Anstatt zunächst das vorhandene Landesstraßennetz vollständig zu sanieren, wurde der Neubau stark überbetont. Was nutzen die schönsten neuen Trassen, wenn die Menschen in einigen Regionen des Landkreises Slalom um Schlaglöcher fahren müssen?
Ohne die finanziellen Realitäten endlich ernst zu nehmen und daraus die richtigen Schlussfolgerungen zu ziehen, wurden unnötige und teure Straßenprojekte mit all den einhergehenden Problemen stur umgesetzt.
Warum brauchten Arenshausen eine Umgehungsstraße und Niederorschel und Rüdigershagen so dringend einen Autobahnzubringer, wenn noch nicht einmal das Bestandsnetz saniert werden kann?
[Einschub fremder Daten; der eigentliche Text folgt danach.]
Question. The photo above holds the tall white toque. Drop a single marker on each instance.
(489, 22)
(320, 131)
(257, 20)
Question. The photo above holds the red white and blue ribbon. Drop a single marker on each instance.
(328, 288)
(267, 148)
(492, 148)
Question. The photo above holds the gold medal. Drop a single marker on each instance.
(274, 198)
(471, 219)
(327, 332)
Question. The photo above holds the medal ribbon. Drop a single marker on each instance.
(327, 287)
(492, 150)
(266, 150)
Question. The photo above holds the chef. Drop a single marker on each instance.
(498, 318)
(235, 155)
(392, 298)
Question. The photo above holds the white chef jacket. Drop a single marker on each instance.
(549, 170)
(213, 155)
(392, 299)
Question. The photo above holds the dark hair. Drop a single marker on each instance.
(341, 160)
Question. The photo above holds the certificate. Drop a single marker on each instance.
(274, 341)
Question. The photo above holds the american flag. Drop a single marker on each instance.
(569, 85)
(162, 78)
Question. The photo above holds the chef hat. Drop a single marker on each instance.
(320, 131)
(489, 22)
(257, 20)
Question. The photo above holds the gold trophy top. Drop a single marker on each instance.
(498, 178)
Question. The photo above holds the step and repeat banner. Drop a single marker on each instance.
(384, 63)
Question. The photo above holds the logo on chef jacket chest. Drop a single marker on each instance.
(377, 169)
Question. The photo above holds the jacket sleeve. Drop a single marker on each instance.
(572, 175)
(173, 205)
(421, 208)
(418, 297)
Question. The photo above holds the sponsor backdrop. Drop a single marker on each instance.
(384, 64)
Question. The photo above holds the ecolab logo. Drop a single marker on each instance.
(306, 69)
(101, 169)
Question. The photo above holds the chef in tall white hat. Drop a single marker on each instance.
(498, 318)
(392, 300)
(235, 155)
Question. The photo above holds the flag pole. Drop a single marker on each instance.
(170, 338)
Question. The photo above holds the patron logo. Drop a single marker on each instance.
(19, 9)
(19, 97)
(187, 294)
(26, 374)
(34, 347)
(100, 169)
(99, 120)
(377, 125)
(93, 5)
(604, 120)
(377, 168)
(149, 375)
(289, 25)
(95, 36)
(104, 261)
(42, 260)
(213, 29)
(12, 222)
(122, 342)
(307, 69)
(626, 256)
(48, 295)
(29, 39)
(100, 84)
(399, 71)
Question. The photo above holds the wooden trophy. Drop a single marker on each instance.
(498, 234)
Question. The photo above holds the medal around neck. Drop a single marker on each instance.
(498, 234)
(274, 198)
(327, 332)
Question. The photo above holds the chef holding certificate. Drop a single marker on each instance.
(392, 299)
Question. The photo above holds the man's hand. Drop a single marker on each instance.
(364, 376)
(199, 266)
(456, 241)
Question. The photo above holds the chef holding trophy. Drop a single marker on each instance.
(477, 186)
Für millionenschwere Straßen-Neubauprojekte wurden dringend benötigte Gelder umgewidmet und von den Sanierungsmitteln abgezweigt. Dadurch wurden vielen Menschen auf den Dörfern - zum Teil durchgängig seit DDR-Zeiten - tagtäglich Schlaglochpisten zugemutet, während in anderen Bereichen parallele Straßen zu bestehenden gebaut wurden. Das ist nicht nur ein Verlust von (landwirtschaftlicher) Fläche, sondern gleichzeitig die Schaffung von neuem künftigem Sanierungsbedarf.
Die Wunschlisten beim Straßenbau sind lang - viel länger als bezahlbar. Wir brauchen endlich eine Priorisierung der Vorhaben nach ihrem verkehrlichen Nutzen und Vorrang für eine auskömmliche Finanzierung der Erhaltung des Bestehenden!